Multisystem Inflammatory Syndrome in Children - Initial Therapy and Outcomes

Collaborators, Affiliations
Comparative Study

Multisystem Inflammatory Syndrome in Children - Initial Therapy and Outcomes

Mary Beth F Son et al. N Engl J Med. .

Abstract

Background: The assessment of real-world effectiveness of immunomodulatory medications for multisystem inflammatory syndrome in children (MIS-C) may guide therapy.

Methods: We analyzed surveillance data on inpatients younger than 21 years of age who had MIS-C and were admitted to 1 of 58 U.S. hospitals between March 15 and October 31, 2020. The effectiveness of initial immunomodulatory therapy (day 0, indicating the first day any such therapy for MIS-C was given) with intravenous immune globulin (IVIG) plus glucocorticoids, as compared with IVIG alone, was evaluated with propensity-score matching and inverse probability weighting, with adjustment for baseline MIS-C severity and demographic characteristics. The primary outcome was cardiovascular dysfunction (a composite of left ventricular dysfunction or shock resulting in the use of vasopressors) on or after day 2. Secondary outcomes included the components of the primary outcome, the receipt of adjunctive treatment (glucocorticoids in patients not already receiving glucocorticoids on day 0, a biologic, or a second dose of IVIG) on or after day 1, and persistent or recurrent fever on or after day 2.

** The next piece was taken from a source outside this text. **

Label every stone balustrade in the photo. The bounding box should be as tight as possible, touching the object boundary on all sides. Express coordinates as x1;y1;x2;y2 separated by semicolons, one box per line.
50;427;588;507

Results: A total of 518 patients with MIS-C (median age, 8.7 years) received at least one immunomodulatory therapy; 75% had been previously healthy, and 9 died. In the propensity-score-matched analysis, initial treatment with IVIG plus glucocorticoids (103 patients) was associated with a lower risk of cardiovascular dysfunction on or after day 2 than IVIG alone (103 patients) (17% vs. 31%; risk ratio, 0.56; 95% confidence interval [CI], 0.34 to 0.94). The risks of the components of the composite outcome were also lower among those who received IVIG plus glucocorticoids: left ventricular dysfunction occurred in 8% and 17% of the patients, respectively (risk ratio, 0.46; 95% CI, 0.19 to 1.15), and shock resulting in vasopressor use in 13% and 24% (risk ratio, 0.54; 95% CI, 0.29 to 1.00). The use of adjunctive therapy was lower among patients who received IVIG plus glucocorticoids than among those who received IVIG alone (34% vs. 70%; risk ratio, 0.49; 95% CI, 0.36 to 0.65), but the risk of fever was unaffected (31% and 40%, respectively; risk ratio, 0.78; 95% CI, 0.53 to 1.13). The inverse-probability-weighted analysis confirmed the results of the propensity-score-matched analysis.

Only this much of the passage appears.